I would love to see secular psychologists – who DON’T share those conflicted issues with sex – help the patient negotiate a way to manage the guilt and build a set of sexual principles based on healthy criteria – about keeping safe, about being respectful to partners, about being open-minded and honest – rather than about judging people for their number of partners and practicing hypocritical and dangerous behavior.
Agree with Matt.
Maybe contrary to what I wrote earlier, I would very much like to draw this issue away from religion.
Almost all homos have gone through, or are still deeply troubled by a guilt trip.
They have been raised by heterosexual parents (mostly) and it takes more then
your average puberty to get to grips with your own personality, that does not (necessarily) agree with monogamy, or vanilla practices.
Why then do we need so much drama and mostly a second and third coming out, to
just recognise we are promiscuous, hunters, fetishists, turned on by unsafe sex?
Sure, we use alcohol to cross certain thresholds, if not other substances.
(Yep, in my country alcohol is considered by most as far more dangerous and inducing risky behavior then a lot of substances that are illegal in the USA)

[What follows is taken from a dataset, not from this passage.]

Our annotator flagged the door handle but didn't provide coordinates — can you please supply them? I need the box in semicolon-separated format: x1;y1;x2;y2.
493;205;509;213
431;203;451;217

I don’t have the answers, but boy, would I like to see routes that can ease away
a lot of the unneeded drama that comes with recognising our “pervert” self.
That would help so many to stay away from activities that I think we all agree are better left illegal, like using violence, peer pressure, intoxication or money to get others to agree to sexual activities they would not choose voluntarily.
I fucking love my therapist.
How many of us out there DIDN’T get a rush of releif sometime in our lives when someone affiliated, in some way, with the counseling profession told us we have nothing to be ashamed of, case closed?
Oh Matt P, you usually write these challenging and controversial articles, but we’re all on the same side on anti-gay therapists being fucked up. Maybe if you were writing this article to the mayor of a town in Oklahoma, or my grandparents, you’d be telling them stuff they don’t already know.
Come back and give me something to chew on! Get me out of my comfort zone and make me think about my own assumptions, which you usually do.